These movies also demonstrate a critical flaw in our perception of this beloved statue. As with many things near and dear to us, we've made Lady Liberty much larger than life.
Don't believe us? Google "Statue of Liberty smaller than I expected" to see what we mean. We simply can't handle the idea that the statue isn't that impressive in reality, and rely on the holy media data-mongers to shield us from the truth. It's already on record that, in the movie Cloverfield, they actually increased the size of her head by 50 percent because people were miffed by her unassuming presence.
Another great example is the cover of Escape From New York.
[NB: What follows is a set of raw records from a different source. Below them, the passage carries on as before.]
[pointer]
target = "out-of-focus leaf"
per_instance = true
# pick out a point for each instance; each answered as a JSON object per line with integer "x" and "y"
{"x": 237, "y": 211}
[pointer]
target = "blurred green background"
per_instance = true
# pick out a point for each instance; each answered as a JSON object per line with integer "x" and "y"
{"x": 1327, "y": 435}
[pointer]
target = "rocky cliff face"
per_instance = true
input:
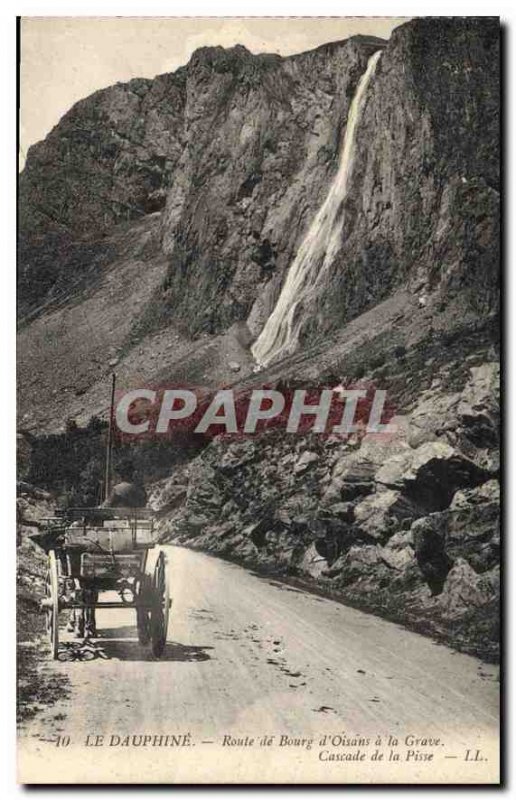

Whoa, that does look like 1997!
Look how tiny the people in the background are compared to the enormous, blank-eyed face of the Lady. Based on the scale, you'd think the head was at least 70 feet tall and that the gargantuan statue towers over our fair city, twice as tall as the tallest skyscrapers. In fact, the head is only a measly 17 feet and change. If they'd drawn it correctly on the poster, you barely would have been able to see it past Kurt Russel's surly mug. Head taller than a brownstone? Try smaller than your average traffic light. The free-throw line on an NBA court is 15 feet from the hoop.
Full disclosure: this is not actual NBA footage.
There are countless professional athletes on this planet right now who, with enough of a running start, could just jump right over that dour face without so much as grazing a sole against her stony forehead. It's not as impressive as you're imagining it to be. The entirety of New York City promises you this.